Two medical professionals. Two trials for the deaths of patients. Two verdicts. And an abundance of cause for concern.
Last month, RaDonda Vaught, who worked as a registered nurse in Nashville, Tennessee, was sentenced to three years of supervised probation after being convicted of reckless homicide in March for having caused the death of a patient under her care.
Ms. Vaught made a fatal error when she overrode a hospital safety medication dispensing mechanism in order to access a drug and grabbed the wrong one.
The nurse had been working in the ICU at Nashville’s Vanderbilt University Medical Center, where a 75-year-old woman with a subdural hematoma had been transferred for a PET scan to ascertain the cause of the brain bleed. The patient, however, was claustrophobic and so needed to be sedated for the procedure.
The sedative prescribed was the frequently used midazolam, trade-named Versed. Ms. Vaught was tasked with retrieving and administering the medication.
When she couldn’t find it in the dispensary, though, she disabled a safeguard, allowing her access to other drugs. And, tragically, she mistakenly pulled vercuronium, a powerful muscle relaxant that led to her patient being unable to breathe, which in turn caused cardiac arrest and, eventually, death.
Medical mistakes happen more often than we like to think, and sometimes with grave consequences. When Ms. Vaught realized her error, she became distraught and didn’t deny what she had done. Convicted of causing the death of a patient, she lost her nursing license and received her sentence.
Two weeks earlier, 400 miles to the north, a Columbus, Ohio, jury acquitted Dr. William Husel of murder. He had initially been indicted on 25 counts, but a judge dismissed 11.
Working at Mount Carmel Hospital West, Dr. Husel had administered the narcotic fentanyl to physically compromised patients. Typical doses are 100 micrograms. He chose doses ranging from 500 to 2,000, the latter considered by the DEA to be potentially lethal.

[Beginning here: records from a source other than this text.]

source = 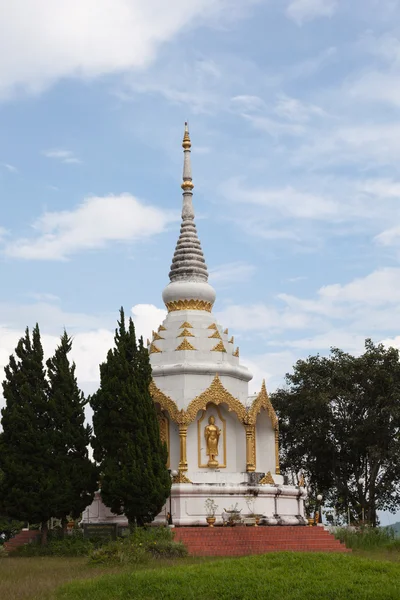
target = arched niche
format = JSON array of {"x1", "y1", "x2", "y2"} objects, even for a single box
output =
[{"x1": 255, "y1": 407, "x2": 276, "y2": 475}]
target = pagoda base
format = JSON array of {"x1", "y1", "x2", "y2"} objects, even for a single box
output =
[{"x1": 154, "y1": 483, "x2": 307, "y2": 527}]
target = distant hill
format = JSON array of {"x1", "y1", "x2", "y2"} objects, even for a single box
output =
[{"x1": 385, "y1": 522, "x2": 400, "y2": 536}]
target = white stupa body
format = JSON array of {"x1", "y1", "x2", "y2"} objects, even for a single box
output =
[{"x1": 82, "y1": 124, "x2": 306, "y2": 528}]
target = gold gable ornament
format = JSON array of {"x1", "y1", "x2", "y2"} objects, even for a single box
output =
[
  {"x1": 211, "y1": 341, "x2": 226, "y2": 353},
  {"x1": 176, "y1": 338, "x2": 197, "y2": 351},
  {"x1": 158, "y1": 325, "x2": 167, "y2": 332},
  {"x1": 223, "y1": 328, "x2": 228, "y2": 335},
  {"x1": 207, "y1": 323, "x2": 218, "y2": 330},
  {"x1": 177, "y1": 328, "x2": 194, "y2": 338},
  {"x1": 172, "y1": 471, "x2": 192, "y2": 484},
  {"x1": 208, "y1": 330, "x2": 222, "y2": 339},
  {"x1": 149, "y1": 343, "x2": 162, "y2": 354},
  {"x1": 180, "y1": 321, "x2": 193, "y2": 328},
  {"x1": 229, "y1": 336, "x2": 234, "y2": 344},
  {"x1": 184, "y1": 374, "x2": 247, "y2": 425},
  {"x1": 233, "y1": 347, "x2": 239, "y2": 357},
  {"x1": 153, "y1": 332, "x2": 164, "y2": 341},
  {"x1": 259, "y1": 471, "x2": 275, "y2": 485}
]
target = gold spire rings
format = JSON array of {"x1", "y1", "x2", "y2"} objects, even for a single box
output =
[{"x1": 181, "y1": 180, "x2": 194, "y2": 190}]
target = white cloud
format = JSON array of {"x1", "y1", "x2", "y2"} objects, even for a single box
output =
[
  {"x1": 0, "y1": 0, "x2": 243, "y2": 100},
  {"x1": 4, "y1": 194, "x2": 176, "y2": 260},
  {"x1": 286, "y1": 0, "x2": 338, "y2": 25},
  {"x1": 375, "y1": 227, "x2": 400, "y2": 246},
  {"x1": 274, "y1": 94, "x2": 327, "y2": 122},
  {"x1": 131, "y1": 304, "x2": 167, "y2": 341},
  {"x1": 43, "y1": 149, "x2": 81, "y2": 164},
  {"x1": 209, "y1": 261, "x2": 256, "y2": 286},
  {"x1": 1, "y1": 162, "x2": 18, "y2": 173},
  {"x1": 244, "y1": 350, "x2": 298, "y2": 394},
  {"x1": 225, "y1": 179, "x2": 338, "y2": 220}
]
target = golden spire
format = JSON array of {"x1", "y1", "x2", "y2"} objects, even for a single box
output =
[
  {"x1": 182, "y1": 121, "x2": 191, "y2": 150},
  {"x1": 181, "y1": 122, "x2": 194, "y2": 191}
]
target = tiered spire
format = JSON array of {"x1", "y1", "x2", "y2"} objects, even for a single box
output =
[{"x1": 168, "y1": 123, "x2": 209, "y2": 283}]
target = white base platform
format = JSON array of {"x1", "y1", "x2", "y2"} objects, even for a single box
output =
[{"x1": 82, "y1": 485, "x2": 307, "y2": 528}]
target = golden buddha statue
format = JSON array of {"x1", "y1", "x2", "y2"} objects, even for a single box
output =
[{"x1": 204, "y1": 415, "x2": 220, "y2": 468}]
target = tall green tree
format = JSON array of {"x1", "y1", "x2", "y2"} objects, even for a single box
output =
[
  {"x1": 91, "y1": 308, "x2": 170, "y2": 527},
  {"x1": 0, "y1": 325, "x2": 57, "y2": 543},
  {"x1": 46, "y1": 331, "x2": 98, "y2": 532},
  {"x1": 272, "y1": 340, "x2": 400, "y2": 525}
]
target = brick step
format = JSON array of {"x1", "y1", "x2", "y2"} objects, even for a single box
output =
[
  {"x1": 174, "y1": 527, "x2": 349, "y2": 556},
  {"x1": 4, "y1": 530, "x2": 40, "y2": 553}
]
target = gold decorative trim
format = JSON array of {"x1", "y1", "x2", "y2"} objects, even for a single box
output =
[
  {"x1": 178, "y1": 425, "x2": 188, "y2": 473},
  {"x1": 166, "y1": 300, "x2": 212, "y2": 312},
  {"x1": 149, "y1": 381, "x2": 183, "y2": 424},
  {"x1": 177, "y1": 328, "x2": 194, "y2": 338},
  {"x1": 149, "y1": 343, "x2": 162, "y2": 354},
  {"x1": 223, "y1": 328, "x2": 228, "y2": 335},
  {"x1": 180, "y1": 321, "x2": 193, "y2": 328},
  {"x1": 208, "y1": 330, "x2": 222, "y2": 340},
  {"x1": 172, "y1": 471, "x2": 192, "y2": 484},
  {"x1": 228, "y1": 336, "x2": 234, "y2": 344},
  {"x1": 153, "y1": 332, "x2": 164, "y2": 341},
  {"x1": 259, "y1": 471, "x2": 275, "y2": 485},
  {"x1": 184, "y1": 374, "x2": 247, "y2": 425},
  {"x1": 245, "y1": 425, "x2": 256, "y2": 472},
  {"x1": 198, "y1": 405, "x2": 226, "y2": 468},
  {"x1": 211, "y1": 341, "x2": 226, "y2": 353},
  {"x1": 158, "y1": 325, "x2": 167, "y2": 332},
  {"x1": 207, "y1": 323, "x2": 217, "y2": 330},
  {"x1": 275, "y1": 429, "x2": 280, "y2": 475},
  {"x1": 233, "y1": 347, "x2": 239, "y2": 357},
  {"x1": 157, "y1": 410, "x2": 170, "y2": 468},
  {"x1": 247, "y1": 380, "x2": 278, "y2": 429},
  {"x1": 176, "y1": 338, "x2": 197, "y2": 351}
]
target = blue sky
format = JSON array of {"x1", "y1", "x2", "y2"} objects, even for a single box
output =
[{"x1": 1, "y1": 0, "x2": 400, "y2": 521}]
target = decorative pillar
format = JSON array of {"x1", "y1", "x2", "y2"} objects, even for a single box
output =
[
  {"x1": 275, "y1": 429, "x2": 280, "y2": 475},
  {"x1": 173, "y1": 424, "x2": 192, "y2": 484},
  {"x1": 245, "y1": 425, "x2": 256, "y2": 472},
  {"x1": 178, "y1": 425, "x2": 188, "y2": 472}
]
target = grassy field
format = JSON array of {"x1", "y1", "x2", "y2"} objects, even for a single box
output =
[
  {"x1": 0, "y1": 555, "x2": 210, "y2": 600},
  {"x1": 54, "y1": 553, "x2": 400, "y2": 600},
  {"x1": 2, "y1": 551, "x2": 400, "y2": 600}
]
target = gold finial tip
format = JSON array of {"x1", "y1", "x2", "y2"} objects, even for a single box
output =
[{"x1": 182, "y1": 121, "x2": 191, "y2": 149}]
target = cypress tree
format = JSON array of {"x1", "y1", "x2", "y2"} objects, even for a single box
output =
[
  {"x1": 0, "y1": 325, "x2": 57, "y2": 544},
  {"x1": 46, "y1": 331, "x2": 98, "y2": 532},
  {"x1": 91, "y1": 308, "x2": 170, "y2": 526}
]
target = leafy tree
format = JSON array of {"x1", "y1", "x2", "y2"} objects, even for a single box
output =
[
  {"x1": 0, "y1": 325, "x2": 56, "y2": 544},
  {"x1": 91, "y1": 308, "x2": 170, "y2": 527},
  {"x1": 272, "y1": 340, "x2": 400, "y2": 526},
  {"x1": 46, "y1": 331, "x2": 98, "y2": 532}
]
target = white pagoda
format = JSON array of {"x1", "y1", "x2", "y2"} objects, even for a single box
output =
[{"x1": 82, "y1": 124, "x2": 306, "y2": 528}]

Over 50 witnesses, including doctors and nurses, testified for the prosecution, contending that the doses were intended to kill the patients. Relatives described their loved ones’ sudden and quick declines.
Dr. Husel did not testify in his defense. His lawyers called only one witness, another doctor, who testified that the 14 patients had severe and terminal illnesses that caused their deaths.
That same doctor, though, was quoted by prosecutors as having said that Dr. Husel had administered “doses of fentanyl at a level that they [the staff] internally believed were inappropriate and not for a legitimate medical purpose” and, one prosecutor contended, “were designed to hasten the death of the patients that were being treated.”
But the prosecution could not conclusively prove a motive for Dr. Husel’s actions, and Ohio has no law defining the maximum dosage of fentanyl, allowing doctors to use the drug as they see fit. Hence Dr. Husel’s acquittal.
Ms. Vaught’s crime was an accident. Dr. Husel’s, at least in the view of the prosecution, was intentional. Certainly, he knew that large doses of fentanyl would imperil the lives of the patients who died under his care. Whatever his motivation and whether or not his actions were criminally prosecutable, he seemingly spurned the medical principle “First do no harm.”
There is much to unpack here. Just how often are preventable medical mistakes made by nurses? Does prosecuting those that are discovered do societal harm by discouraging nursing as a profession? Or does it help ensure that nurses are more careful and that hospitals don’t overwork them?
How common is it for doctors, protected by rules allowing them broad judgments, to take upon themselves the role of deciding whether someone’s life is worth maintaining or whether the person would best be “relieved” of living?
The state of medical care in our country has plenty of problems. From the inflated and outrageous costs of drugs and treatments, to an insurance industry in perpetual tugs-of-war with health providers, to lawsuit-fear-driven unnecessary diagnostic procedures and treatments to paperwork overloads that waste time and resources.
But it shouldn’t be too much to ask that nurses be meticulously careful when administering drugs.
And that doctors not consider themselves judges of the value of patients’ lives.